És como uma página cheia de rabiscos e desenhos bonitos que quero rasgar. Quero arrancar essa página com todas as minhas forças, sem tremer como já tremo enquanto passo ainda mais palavras para este ''teu'' papel. Nunca serás meu nem nunca serás de ninguém. Nem sequer serás o teu próprio ''papel''.
Quando vim embora, não olhei para trás. Nem para ti nem para aquela casa cheia de paredes que eram cheias de histórias, cheias de música que já tocou, cheias de gemidos que ali ecoaram, cheias de lágrimas que ali já derramaram. Minto, olhei para ti uma última vez, hesitante entre fazer com que aquele fosse o último olhar que pousaria sobre ti ou se ainda olhasse mais uma vez. E acho que aí, a escolha quase inconsciente que fiz era óbvia. Voltar a olhar não fazia sentido. ''Voltar'' por si só não faz sentido.
Já não dá. E no entanto, durante todo este tempo é o que tenho feito. Voltar. Estou cansada daquele cansaço que já nem sei como é que ele se define exatamente. Estou triste. Apática. Poderia dizer que me sinto em baixo, mas a minha auto-estima está destruída, sinto-me trocada e é como se nunca fosse ser olhada por ti como são todas as outras tipas. Nem chamo mulheres. Tu não olhas para mulheres. Porque mulheres nem te dão bola e topam-te logo. Tu queres e desejas tudo o que move e é de género feminino porque eu nua à tua frente não chega. Porque o meu cabelo não chega.
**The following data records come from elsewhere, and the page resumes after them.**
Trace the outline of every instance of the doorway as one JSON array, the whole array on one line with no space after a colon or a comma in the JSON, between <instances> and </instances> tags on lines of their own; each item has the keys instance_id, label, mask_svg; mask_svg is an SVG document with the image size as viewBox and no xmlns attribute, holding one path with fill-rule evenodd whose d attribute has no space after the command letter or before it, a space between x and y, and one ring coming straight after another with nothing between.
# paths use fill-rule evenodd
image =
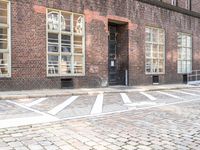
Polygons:
<instances>
[{"instance_id":1,"label":"doorway","mask_svg":"<svg viewBox=\"0 0 200 150\"><path fill-rule=\"evenodd\" d=\"M128 27L109 23L108 77L109 85L127 85L128 81Z\"/></svg>"}]
</instances>

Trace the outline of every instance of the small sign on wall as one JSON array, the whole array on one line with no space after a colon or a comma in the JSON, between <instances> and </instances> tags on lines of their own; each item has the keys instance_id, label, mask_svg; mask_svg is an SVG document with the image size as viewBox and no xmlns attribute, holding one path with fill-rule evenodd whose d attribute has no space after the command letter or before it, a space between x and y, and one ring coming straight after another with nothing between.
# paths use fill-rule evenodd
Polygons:
<instances>
[{"instance_id":1,"label":"small sign on wall","mask_svg":"<svg viewBox=\"0 0 200 150\"><path fill-rule=\"evenodd\" d=\"M111 67L114 67L114 66L115 66L115 61L114 61L114 60L111 60L110 66L111 66Z\"/></svg>"}]
</instances>

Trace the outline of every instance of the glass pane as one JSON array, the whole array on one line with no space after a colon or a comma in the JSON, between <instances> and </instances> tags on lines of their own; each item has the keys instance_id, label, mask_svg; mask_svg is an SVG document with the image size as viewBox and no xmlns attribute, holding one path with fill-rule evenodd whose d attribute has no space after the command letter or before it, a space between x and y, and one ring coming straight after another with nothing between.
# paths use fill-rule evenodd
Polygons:
<instances>
[{"instance_id":1,"label":"glass pane","mask_svg":"<svg viewBox=\"0 0 200 150\"><path fill-rule=\"evenodd\" d=\"M80 15L74 15L74 33L83 34L84 18Z\"/></svg>"},{"instance_id":2,"label":"glass pane","mask_svg":"<svg viewBox=\"0 0 200 150\"><path fill-rule=\"evenodd\" d=\"M0 75L8 74L8 53L0 53Z\"/></svg>"},{"instance_id":3,"label":"glass pane","mask_svg":"<svg viewBox=\"0 0 200 150\"><path fill-rule=\"evenodd\" d=\"M186 73L187 72L187 63L186 61L182 61L182 73Z\"/></svg>"},{"instance_id":4,"label":"glass pane","mask_svg":"<svg viewBox=\"0 0 200 150\"><path fill-rule=\"evenodd\" d=\"M145 29L145 38L146 38L146 42L151 42L152 39L151 39L151 29L150 28L146 28Z\"/></svg>"},{"instance_id":5,"label":"glass pane","mask_svg":"<svg viewBox=\"0 0 200 150\"><path fill-rule=\"evenodd\" d=\"M153 44L153 52L158 53L158 45L157 44Z\"/></svg>"},{"instance_id":6,"label":"glass pane","mask_svg":"<svg viewBox=\"0 0 200 150\"><path fill-rule=\"evenodd\" d=\"M182 60L186 60L186 59L187 59L187 49L182 48Z\"/></svg>"},{"instance_id":7,"label":"glass pane","mask_svg":"<svg viewBox=\"0 0 200 150\"><path fill-rule=\"evenodd\" d=\"M178 61L178 73L182 72L182 63L181 61Z\"/></svg>"},{"instance_id":8,"label":"glass pane","mask_svg":"<svg viewBox=\"0 0 200 150\"><path fill-rule=\"evenodd\" d=\"M153 42L158 43L158 29L153 29Z\"/></svg>"},{"instance_id":9,"label":"glass pane","mask_svg":"<svg viewBox=\"0 0 200 150\"><path fill-rule=\"evenodd\" d=\"M182 48L179 48L178 49L178 53L177 53L177 56L178 56L178 60L181 60L182 59Z\"/></svg>"},{"instance_id":10,"label":"glass pane","mask_svg":"<svg viewBox=\"0 0 200 150\"><path fill-rule=\"evenodd\" d=\"M74 56L74 73L83 73L83 56Z\"/></svg>"},{"instance_id":11,"label":"glass pane","mask_svg":"<svg viewBox=\"0 0 200 150\"><path fill-rule=\"evenodd\" d=\"M164 35L163 30L160 30L160 32L159 32L159 42L160 42L160 44L164 44L164 42L165 42L165 35Z\"/></svg>"},{"instance_id":12,"label":"glass pane","mask_svg":"<svg viewBox=\"0 0 200 150\"><path fill-rule=\"evenodd\" d=\"M7 24L7 3L0 1L0 23Z\"/></svg>"},{"instance_id":13,"label":"glass pane","mask_svg":"<svg viewBox=\"0 0 200 150\"><path fill-rule=\"evenodd\" d=\"M187 46L187 36L182 35L182 46L186 47Z\"/></svg>"},{"instance_id":14,"label":"glass pane","mask_svg":"<svg viewBox=\"0 0 200 150\"><path fill-rule=\"evenodd\" d=\"M182 35L179 33L178 34L178 47L182 46Z\"/></svg>"},{"instance_id":15,"label":"glass pane","mask_svg":"<svg viewBox=\"0 0 200 150\"><path fill-rule=\"evenodd\" d=\"M71 73L71 56L62 56L61 60L61 74L69 74Z\"/></svg>"},{"instance_id":16,"label":"glass pane","mask_svg":"<svg viewBox=\"0 0 200 150\"><path fill-rule=\"evenodd\" d=\"M59 13L56 11L49 12L48 14L48 29L59 30Z\"/></svg>"},{"instance_id":17,"label":"glass pane","mask_svg":"<svg viewBox=\"0 0 200 150\"><path fill-rule=\"evenodd\" d=\"M48 51L49 52L58 52L58 34L49 33L48 34Z\"/></svg>"},{"instance_id":18,"label":"glass pane","mask_svg":"<svg viewBox=\"0 0 200 150\"><path fill-rule=\"evenodd\" d=\"M74 53L82 53L83 52L83 42L81 36L74 37Z\"/></svg>"},{"instance_id":19,"label":"glass pane","mask_svg":"<svg viewBox=\"0 0 200 150\"><path fill-rule=\"evenodd\" d=\"M7 28L0 28L0 49L7 49Z\"/></svg>"},{"instance_id":20,"label":"glass pane","mask_svg":"<svg viewBox=\"0 0 200 150\"><path fill-rule=\"evenodd\" d=\"M159 45L159 53L164 53L164 46L163 45Z\"/></svg>"},{"instance_id":21,"label":"glass pane","mask_svg":"<svg viewBox=\"0 0 200 150\"><path fill-rule=\"evenodd\" d=\"M146 59L146 72L151 72L151 59Z\"/></svg>"},{"instance_id":22,"label":"glass pane","mask_svg":"<svg viewBox=\"0 0 200 150\"><path fill-rule=\"evenodd\" d=\"M187 60L191 60L192 59L192 52L190 48L187 48Z\"/></svg>"},{"instance_id":23,"label":"glass pane","mask_svg":"<svg viewBox=\"0 0 200 150\"><path fill-rule=\"evenodd\" d=\"M62 24L62 31L71 32L71 14L62 13L61 24Z\"/></svg>"},{"instance_id":24,"label":"glass pane","mask_svg":"<svg viewBox=\"0 0 200 150\"><path fill-rule=\"evenodd\" d=\"M54 55L48 56L48 73L58 74L59 57Z\"/></svg>"},{"instance_id":25,"label":"glass pane","mask_svg":"<svg viewBox=\"0 0 200 150\"><path fill-rule=\"evenodd\" d=\"M159 60L159 73L164 72L164 60Z\"/></svg>"},{"instance_id":26,"label":"glass pane","mask_svg":"<svg viewBox=\"0 0 200 150\"><path fill-rule=\"evenodd\" d=\"M192 38L187 36L187 47L192 47Z\"/></svg>"},{"instance_id":27,"label":"glass pane","mask_svg":"<svg viewBox=\"0 0 200 150\"><path fill-rule=\"evenodd\" d=\"M157 59L153 59L152 71L158 72L158 60Z\"/></svg>"},{"instance_id":28,"label":"glass pane","mask_svg":"<svg viewBox=\"0 0 200 150\"><path fill-rule=\"evenodd\" d=\"M190 73L192 71L192 62L187 61L187 73Z\"/></svg>"},{"instance_id":29,"label":"glass pane","mask_svg":"<svg viewBox=\"0 0 200 150\"><path fill-rule=\"evenodd\" d=\"M71 52L71 36L70 35L62 35L62 52Z\"/></svg>"}]
</instances>

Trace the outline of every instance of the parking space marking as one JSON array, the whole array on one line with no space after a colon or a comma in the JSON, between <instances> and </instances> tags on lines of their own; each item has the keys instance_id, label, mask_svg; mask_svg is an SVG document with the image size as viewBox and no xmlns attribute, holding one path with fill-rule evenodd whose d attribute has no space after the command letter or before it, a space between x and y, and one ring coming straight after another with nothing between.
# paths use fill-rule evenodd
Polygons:
<instances>
[{"instance_id":1,"label":"parking space marking","mask_svg":"<svg viewBox=\"0 0 200 150\"><path fill-rule=\"evenodd\" d=\"M160 93L160 94L163 94L163 95L167 95L169 97L176 98L176 99L183 99L182 97L179 97L179 96L176 96L176 95L172 95L172 94L169 94L169 93L166 93L166 92L161 92L161 91L156 91L156 92Z\"/></svg>"},{"instance_id":2,"label":"parking space marking","mask_svg":"<svg viewBox=\"0 0 200 150\"><path fill-rule=\"evenodd\" d=\"M191 91L191 92L200 92L200 90L195 90L195 89L184 89L186 91Z\"/></svg>"},{"instance_id":3,"label":"parking space marking","mask_svg":"<svg viewBox=\"0 0 200 150\"><path fill-rule=\"evenodd\" d=\"M66 108L67 106L69 106L71 103L73 103L78 97L79 96L72 96L72 97L70 97L69 99L67 99L63 103L57 105L52 110L48 111L48 113L51 114L51 115L56 115L57 113L59 113L60 111L62 111L64 108Z\"/></svg>"},{"instance_id":4,"label":"parking space marking","mask_svg":"<svg viewBox=\"0 0 200 150\"><path fill-rule=\"evenodd\" d=\"M128 95L126 93L120 93L122 100L124 104L131 104L132 101L129 99Z\"/></svg>"},{"instance_id":5,"label":"parking space marking","mask_svg":"<svg viewBox=\"0 0 200 150\"><path fill-rule=\"evenodd\" d=\"M25 106L25 105L22 105L22 104L19 104L19 103L10 101L10 100L7 100L6 102L7 102L7 103L10 103L10 104L14 104L14 105L19 106L19 107L24 108L24 109L27 109L27 110L29 110L29 111L38 113L38 114L43 115L43 116L47 116L47 117L50 117L50 118L53 118L53 119L58 119L58 118L56 118L56 117L54 117L54 116L51 116L51 115L46 114L46 113L44 113L44 112L41 112L41 111L39 111L39 110L35 110L35 109L33 109L33 108L27 107L27 106Z\"/></svg>"},{"instance_id":6,"label":"parking space marking","mask_svg":"<svg viewBox=\"0 0 200 150\"><path fill-rule=\"evenodd\" d=\"M147 94L145 92L140 92L140 94L146 96L148 99L152 100L152 101L155 101L157 98L153 97L152 95L150 94Z\"/></svg>"},{"instance_id":7,"label":"parking space marking","mask_svg":"<svg viewBox=\"0 0 200 150\"><path fill-rule=\"evenodd\" d=\"M103 94L97 95L96 101L90 112L91 115L100 114L103 111Z\"/></svg>"},{"instance_id":8,"label":"parking space marking","mask_svg":"<svg viewBox=\"0 0 200 150\"><path fill-rule=\"evenodd\" d=\"M37 104L39 104L39 103L42 103L42 102L45 101L45 100L47 100L47 98L40 98L40 99L35 100L35 101L33 101L33 102L29 103L29 104L26 104L26 106L32 107L32 106L34 106L34 105L37 105Z\"/></svg>"},{"instance_id":9,"label":"parking space marking","mask_svg":"<svg viewBox=\"0 0 200 150\"><path fill-rule=\"evenodd\" d=\"M198 94L188 93L188 92L184 92L184 91L180 91L180 90L173 90L173 91L183 93L183 94L186 94L186 95L191 95L191 96L199 96Z\"/></svg>"}]
</instances>

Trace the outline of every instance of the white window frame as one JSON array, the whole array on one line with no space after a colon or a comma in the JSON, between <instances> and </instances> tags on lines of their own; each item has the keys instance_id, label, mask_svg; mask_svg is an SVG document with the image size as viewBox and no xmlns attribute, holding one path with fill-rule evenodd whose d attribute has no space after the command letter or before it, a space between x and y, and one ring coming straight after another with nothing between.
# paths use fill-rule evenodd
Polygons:
<instances>
[{"instance_id":1,"label":"white window frame","mask_svg":"<svg viewBox=\"0 0 200 150\"><path fill-rule=\"evenodd\" d=\"M163 43L160 44L160 40L159 40L159 43L154 43L153 41L146 41L146 29L149 28L149 29L156 29L158 31L163 31L164 35L163 35ZM158 36L159 37L159 36ZM153 32L151 33L151 39L153 38ZM146 51L146 44L151 44L151 52L150 52L150 55L151 55L151 58L148 58L147 57L147 51ZM152 68L152 62L153 62L153 45L154 44L157 44L158 45L158 49L159 49L159 46L163 46L163 59L160 59L158 58L158 60L163 60L163 72L154 72L151 71L150 72L147 72L147 59L150 59L151 60L151 67ZM158 50L159 51L159 50ZM158 55L159 55L159 52L158 52ZM158 65L158 70L159 70L159 65ZM165 30L162 29L162 28L156 28L156 27L151 27L151 26L145 26L145 74L146 75L160 75L160 74L165 74Z\"/></svg>"},{"instance_id":2,"label":"white window frame","mask_svg":"<svg viewBox=\"0 0 200 150\"><path fill-rule=\"evenodd\" d=\"M176 6L177 5L177 0L171 0L171 4Z\"/></svg>"},{"instance_id":3,"label":"white window frame","mask_svg":"<svg viewBox=\"0 0 200 150\"><path fill-rule=\"evenodd\" d=\"M62 35L62 29L59 28L59 33L58 33L58 42L59 42L59 64L58 64L58 74L49 74L49 68L48 68L48 54L49 54L49 51L48 51L48 33L54 33L53 31L49 31L48 29L48 14L49 14L49 11L55 11L55 12L59 12L59 18L61 18L61 13L66 13L66 14L70 14L71 15L71 20L70 20L70 29L71 29L71 32L67 32L66 31L66 34L65 35L69 35L71 36L71 53L73 56L71 58L71 65L72 65L72 72L69 73L69 74L62 74L61 73L61 66L62 66L62 62L61 62L61 57L63 56L62 55L62 52L61 52L61 35ZM78 15L78 16L82 16L83 17L83 29L82 29L82 34L78 34L78 33L74 33L74 15ZM47 73L47 76L48 77L64 77L64 76L85 76L85 16L83 14L78 14L78 13L73 13L73 12L68 12L68 11L63 11L63 10L58 10L58 9L52 9L52 8L47 8L46 9L46 73ZM59 19L59 24L61 24L61 19ZM74 37L75 36L81 36L82 37L82 54L78 55L77 53L74 54ZM82 55L82 73L75 73L74 71L74 56L81 56Z\"/></svg>"},{"instance_id":4,"label":"white window frame","mask_svg":"<svg viewBox=\"0 0 200 150\"><path fill-rule=\"evenodd\" d=\"M179 45L179 43L178 43L178 36L179 35L181 35L181 45ZM188 45L187 45L187 40L186 40L186 46L183 46L183 37L182 36L187 36L187 37L190 37L190 39L191 39L191 47L189 47ZM187 39L187 38L186 38ZM193 46L192 46L192 41L193 41L193 39L192 39L192 35L191 34L187 34L187 33L183 33L183 32L178 32L177 33L177 46L178 46L178 49L177 49L177 73L178 74L188 74L188 73L191 73L192 72L192 62L193 62ZM183 58L181 58L181 59L179 59L179 49L181 49L181 52L183 52L183 48L184 49L186 49L186 58L185 59L183 59ZM188 59L188 54L187 54L187 49L190 49L190 59ZM181 56L182 56L182 54L181 54ZM186 64L185 64L185 66L184 67L186 67L186 71L184 72L183 70L185 70L185 69L183 69L183 68L181 68L181 71L179 71L180 69L179 69L179 61L181 61L181 64L182 64L182 62L183 61L185 61L186 62ZM190 62L190 68L191 68L191 70L188 70L188 62Z\"/></svg>"},{"instance_id":5,"label":"white window frame","mask_svg":"<svg viewBox=\"0 0 200 150\"><path fill-rule=\"evenodd\" d=\"M185 8L188 9L188 10L191 10L191 7L192 7L192 6L191 6L191 5L192 5L191 3L192 3L191 0L186 0Z\"/></svg>"},{"instance_id":6,"label":"white window frame","mask_svg":"<svg viewBox=\"0 0 200 150\"><path fill-rule=\"evenodd\" d=\"M7 24L1 24L0 27L7 28L7 50L0 50L2 53L8 53L7 68L8 74L0 74L0 78L10 78L11 77L11 4L9 0L0 0L1 2L7 3Z\"/></svg>"}]
</instances>

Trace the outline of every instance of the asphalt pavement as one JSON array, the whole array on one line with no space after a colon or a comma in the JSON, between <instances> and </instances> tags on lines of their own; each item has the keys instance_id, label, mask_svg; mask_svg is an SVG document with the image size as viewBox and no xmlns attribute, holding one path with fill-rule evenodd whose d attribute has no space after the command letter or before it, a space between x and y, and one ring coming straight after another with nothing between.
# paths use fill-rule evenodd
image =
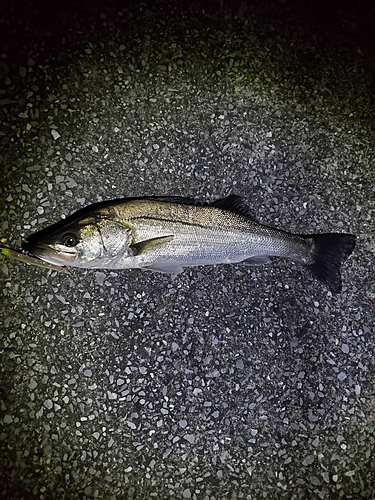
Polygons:
<instances>
[{"instance_id":1,"label":"asphalt pavement","mask_svg":"<svg viewBox=\"0 0 375 500\"><path fill-rule=\"evenodd\" d=\"M102 200L241 195L350 232L170 277L0 261L0 498L374 499L371 3L9 2L0 241Z\"/></svg>"}]
</instances>

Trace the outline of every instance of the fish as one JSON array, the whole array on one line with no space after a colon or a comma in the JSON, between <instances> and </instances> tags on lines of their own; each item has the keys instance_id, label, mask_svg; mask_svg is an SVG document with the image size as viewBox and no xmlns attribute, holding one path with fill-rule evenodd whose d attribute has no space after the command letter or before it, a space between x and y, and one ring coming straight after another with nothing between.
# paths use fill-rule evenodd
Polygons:
<instances>
[{"instance_id":1,"label":"fish","mask_svg":"<svg viewBox=\"0 0 375 500\"><path fill-rule=\"evenodd\" d=\"M235 194L213 203L185 197L122 198L83 208L30 235L23 247L57 266L170 274L214 264L298 262L332 293L355 248L347 233L293 234L263 225Z\"/></svg>"}]
</instances>

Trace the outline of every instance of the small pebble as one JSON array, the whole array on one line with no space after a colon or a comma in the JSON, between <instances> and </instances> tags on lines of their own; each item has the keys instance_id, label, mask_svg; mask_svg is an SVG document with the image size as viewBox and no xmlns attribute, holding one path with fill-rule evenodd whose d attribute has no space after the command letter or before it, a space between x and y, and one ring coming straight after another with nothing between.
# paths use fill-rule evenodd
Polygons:
<instances>
[{"instance_id":1,"label":"small pebble","mask_svg":"<svg viewBox=\"0 0 375 500\"><path fill-rule=\"evenodd\" d=\"M341 346L341 350L342 350L342 352L344 352L345 354L348 354L348 352L349 352L349 346L348 346L348 344L342 344L342 346Z\"/></svg>"},{"instance_id":2,"label":"small pebble","mask_svg":"<svg viewBox=\"0 0 375 500\"><path fill-rule=\"evenodd\" d=\"M50 399L46 399L43 404L47 410L51 410L53 408L53 403Z\"/></svg>"},{"instance_id":3,"label":"small pebble","mask_svg":"<svg viewBox=\"0 0 375 500\"><path fill-rule=\"evenodd\" d=\"M52 134L52 137L54 138L54 140L56 141L59 137L61 137L61 135L57 132L57 130L54 130L52 129L51 130L51 134Z\"/></svg>"},{"instance_id":4,"label":"small pebble","mask_svg":"<svg viewBox=\"0 0 375 500\"><path fill-rule=\"evenodd\" d=\"M237 361L236 361L236 368L238 368L239 370L243 370L244 364L243 364L242 359L237 359Z\"/></svg>"},{"instance_id":5,"label":"small pebble","mask_svg":"<svg viewBox=\"0 0 375 500\"><path fill-rule=\"evenodd\" d=\"M36 383L35 379L30 379L30 382L29 382L29 388L31 390L35 389L36 387L38 386L38 384Z\"/></svg>"},{"instance_id":6,"label":"small pebble","mask_svg":"<svg viewBox=\"0 0 375 500\"><path fill-rule=\"evenodd\" d=\"M305 457L302 461L302 465L304 466L307 466L307 465L311 465L315 460L315 456L314 455L307 455L307 457Z\"/></svg>"},{"instance_id":7,"label":"small pebble","mask_svg":"<svg viewBox=\"0 0 375 500\"><path fill-rule=\"evenodd\" d=\"M186 439L186 441L188 441L189 443L193 444L195 441L195 436L194 434L185 434L184 439Z\"/></svg>"}]
</instances>

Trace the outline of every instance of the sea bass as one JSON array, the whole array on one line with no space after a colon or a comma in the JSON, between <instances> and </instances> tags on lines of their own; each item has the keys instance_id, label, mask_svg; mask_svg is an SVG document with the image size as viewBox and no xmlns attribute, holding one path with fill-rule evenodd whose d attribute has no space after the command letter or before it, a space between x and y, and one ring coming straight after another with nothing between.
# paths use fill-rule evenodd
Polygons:
<instances>
[{"instance_id":1,"label":"sea bass","mask_svg":"<svg viewBox=\"0 0 375 500\"><path fill-rule=\"evenodd\" d=\"M24 248L59 266L180 273L210 264L299 262L331 292L354 250L351 234L292 234L259 224L239 196L211 204L189 198L113 200L79 210L31 235Z\"/></svg>"}]
</instances>

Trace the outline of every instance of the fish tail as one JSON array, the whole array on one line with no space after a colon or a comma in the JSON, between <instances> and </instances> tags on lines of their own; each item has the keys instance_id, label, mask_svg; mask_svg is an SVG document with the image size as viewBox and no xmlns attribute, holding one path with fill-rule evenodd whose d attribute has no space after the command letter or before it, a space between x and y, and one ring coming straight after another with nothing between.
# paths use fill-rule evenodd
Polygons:
<instances>
[{"instance_id":1,"label":"fish tail","mask_svg":"<svg viewBox=\"0 0 375 500\"><path fill-rule=\"evenodd\" d=\"M356 236L345 233L310 234L303 236L313 240L311 263L302 265L321 281L332 293L341 292L341 265L355 247Z\"/></svg>"}]
</instances>

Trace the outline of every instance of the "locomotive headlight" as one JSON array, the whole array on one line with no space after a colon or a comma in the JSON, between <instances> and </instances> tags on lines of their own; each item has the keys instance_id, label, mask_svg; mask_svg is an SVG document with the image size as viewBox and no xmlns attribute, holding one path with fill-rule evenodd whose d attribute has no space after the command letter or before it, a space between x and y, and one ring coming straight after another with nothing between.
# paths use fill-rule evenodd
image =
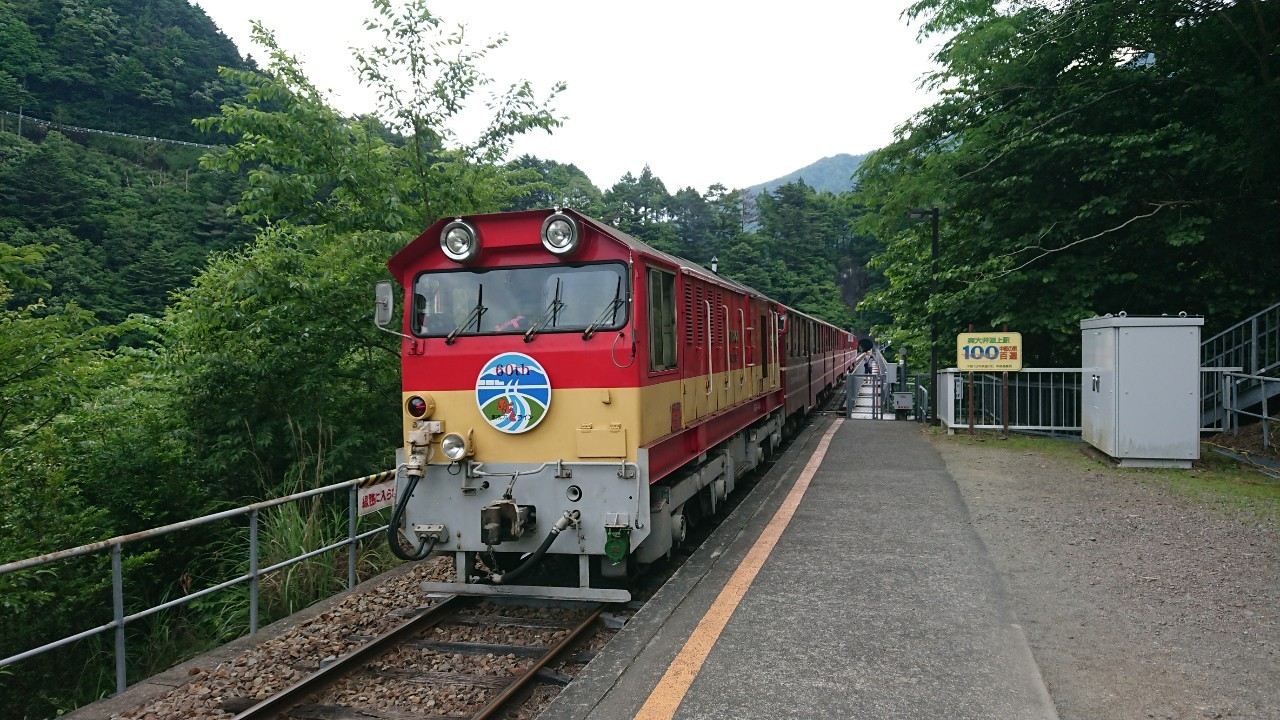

Porque é que não deixas crescer o cabelo e porque é que cortaste o cabelo, o teu cabelo comprido ficava-te tão bem. Porque não sejas parva, que disparate, não é nada disso que quero dizer. Porque há sempre algo que me falta. E porque tu não me dás v-a-l-o-r.
É isto o que sinto. E é isto o que sei sobre esta merda toda. Valor. Mas como se poderá valorizar no outro algo que não se tem? Exacto. Não se pode.
Foste um cancro que apareceu na minha vida. Toda a tristeza que sinto e toda a apatia estão simultaneamente em conflito uma com a outra. É que nem a merda da tristeza eu já a consigo sentir na sua totalidade. Não me sinto capaz. Já não cabe dentro do meu corpo mais dor e mágoa. O que torna este cancro de ti ainda maior e mais difícil de escapar.
Ao sair de casa, reparo num senhor, à porta de uma sapataria, do outro lado do passeio em que eu estava. Mais à frente um ou dois senhores que também me olhavam.
Mais à frente um bocado de passeio levantado que fez a minha mala ficar presa. Na estação, um padre sentado.
E todas estas pessoas e toda esta cidade pareciam fitar-me enquanto a abandanova, parecendo saber exatamente como me sentia. Há tanto a dizer sobre esta cidade, sem dúvida.
E é mesmo pena que durante uns tempos não consiga ver a sua verdadeira cor e alma sem te associar a este lugar primeiro.
Já nem sei mais o que escrever mas ainda me resta quase uma hora de espera até ao meu autocarro e escrever parece ser o mais acertado a fazer. Pelo menos tento aliviar as minhas mãos trémulas e o meu coração pesado e vazio. Pesado de dor e mágoa. Vazio qualquer sentimento positivo relativo a isto tudo.
Não é justo que me tivesses feito isto.
Mas para ti, como sempre, tu não fizeste nada.